だがそれでも、結局は歩兵戦力である彼女らに、女は脅威を見出さない。
彼女はあくまで、対軍を可能とするハルの戦略レベルの魔法以外は、あってもなくても同じとみているのだ。
「貴様らが如何に強かろうが、我々の数の前ではどうしようもない。確かに今日は負けたが、我らはまた来るぞ? その度に貴様は、こうして出向いて来て潰すか? いや、潰せるのかな?」
「まあ、難しいだろうね」
プレイ時間の問題の他に、距離の問題、範囲の問題もある。仮に、次は二方面から同じ手で攻められれば、片方は防げない。
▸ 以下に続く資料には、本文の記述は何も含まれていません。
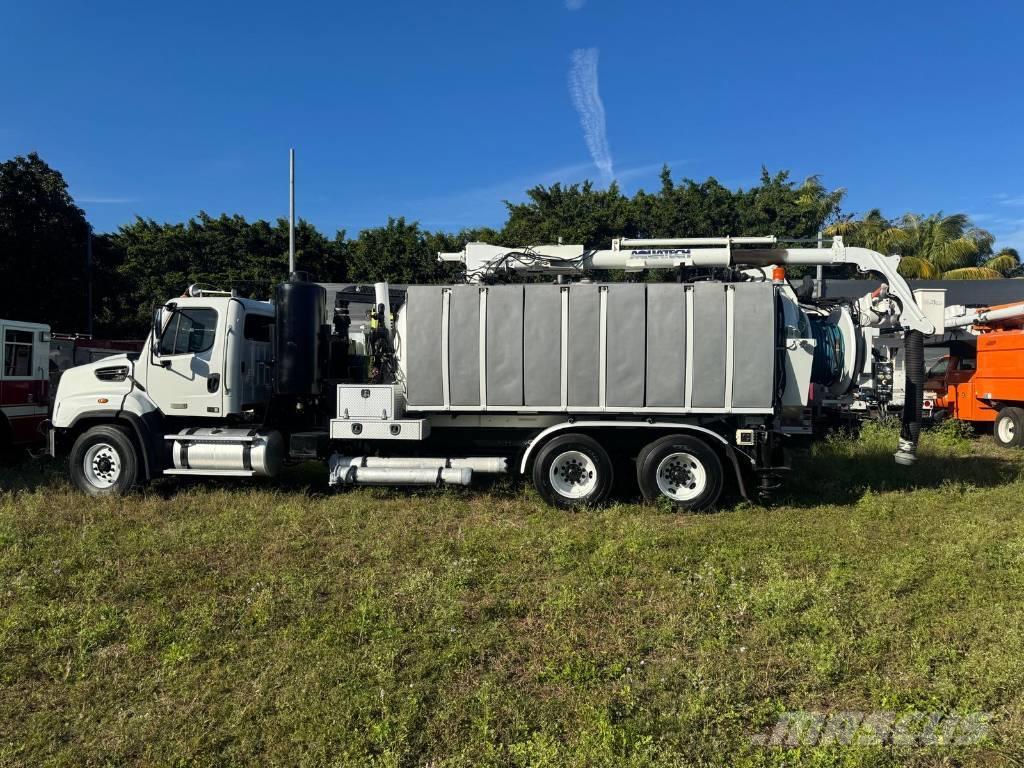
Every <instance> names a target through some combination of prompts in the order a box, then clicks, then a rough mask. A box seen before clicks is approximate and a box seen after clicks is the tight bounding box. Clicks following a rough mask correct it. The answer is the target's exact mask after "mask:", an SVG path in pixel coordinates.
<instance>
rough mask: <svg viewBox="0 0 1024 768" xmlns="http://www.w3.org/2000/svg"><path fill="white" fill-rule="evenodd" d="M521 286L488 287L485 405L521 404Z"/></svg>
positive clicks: (521, 378) (521, 403) (499, 405)
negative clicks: (486, 374)
mask: <svg viewBox="0 0 1024 768" xmlns="http://www.w3.org/2000/svg"><path fill="white" fill-rule="evenodd" d="M522 295H523V287H522V286H493V287H490V288H488V289H487V318H486V319H487V339H486V341H487V352H486V354H487V364H486V365H487V406H521V404H522V333H523V316H522Z"/></svg>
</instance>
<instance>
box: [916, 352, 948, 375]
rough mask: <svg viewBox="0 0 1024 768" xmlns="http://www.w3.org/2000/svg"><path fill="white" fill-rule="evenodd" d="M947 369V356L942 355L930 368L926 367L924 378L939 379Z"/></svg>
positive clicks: (947, 361)
mask: <svg viewBox="0 0 1024 768" xmlns="http://www.w3.org/2000/svg"><path fill="white" fill-rule="evenodd" d="M919 370H920V369H919ZM948 370H949V358H948V357H943V358H942V359H941V360H939V361H938V362H936V364H935V365H934V366H932V367H931V368H930V369H928V374H927V375H926V378H929V379H941V378H942V377H943V376H945V375H946V371H948Z"/></svg>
「まあ、そんな事は言われるまでもなく分かってるんだ。その対策も全くない訳じゃない」
「強がり、いやハッタリだな」
「さて。それは結果を見て確かめて見るといい。シノにも伝えてよ、宣戦布告、確かに受け取ったとね」
「まあ伝えるより前に、アンタは起きちゃうから手遅れになるんだけどねー」
「ハルさんー、こいつー、やっちゃっていいすかー」
「いいよ……」
三下ムーブが気に入ってしまった二人によって、敵将は容赦なく討ち取られる。
こうして、ひとまず遭遇戦は、ハルたちの圧勝で終わったのだった。だが、本当に大変なのはここからとなる。